The net effect of all of this? Well, the latest RICS report into property market confidence revealed that surveyors are at their most pessimistic about the property market since 1999. When you take into account the fact that this two-decade period involved, among other things, a credit crunch, major UK recession and global depression — aka the global financial crisis — that's some going.

The point I'm making is that 2019 and 2020 — and perhaps beyond if political and economic conditions deteriorate — could be a difficult time for developers to sell their units. Against this backdrop, do developers have a back-up plan? Renting is certainly one path more and more developers are going down, while those that are hanging on to sell are also proactively reducing their costs by switching to development exit finance.

At Thistle, we've been doing a number of development exit finance deals recently, but this isn't another article harping on about that. Another avenue that developers struggling to offload their units are going down to bolster their financial position is to sell a percentage of them to big PRS (private rented sector) players.

Not only does this create liquidity and cash flow, it also instantly makes a project more attractive to lenders and can mean better rates when a developer seeks finance. After all, funders will be a lot more relaxed about the risk in a project if part of it is pre-sold before a spade even goes into the ground — and at a price that sets the level for the rest of the site.
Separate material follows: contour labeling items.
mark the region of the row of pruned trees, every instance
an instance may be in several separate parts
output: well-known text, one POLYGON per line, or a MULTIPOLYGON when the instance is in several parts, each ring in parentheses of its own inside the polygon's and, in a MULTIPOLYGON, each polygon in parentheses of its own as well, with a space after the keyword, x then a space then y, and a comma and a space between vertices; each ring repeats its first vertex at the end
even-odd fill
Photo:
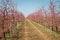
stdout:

With generation rent becoming bigger by the day, PRS has been one of the fastest-growth sub-sectors within property during the past decade. Many PRS developers are banks or institutional investors (for example, pension funds) and, if not, are often backed by them. Critically, these major financial institutions have the financial strength to ride out current market uncertainty and look to the medium and long term.

For developers, this can prove a lifeline and is something a decent specialist broker should be raising with them when they weigh up their options in the current glacial market. Done correctly, it can even remove the need to refinance at the back end and speed up the movement on to the next project — which is what it's all about.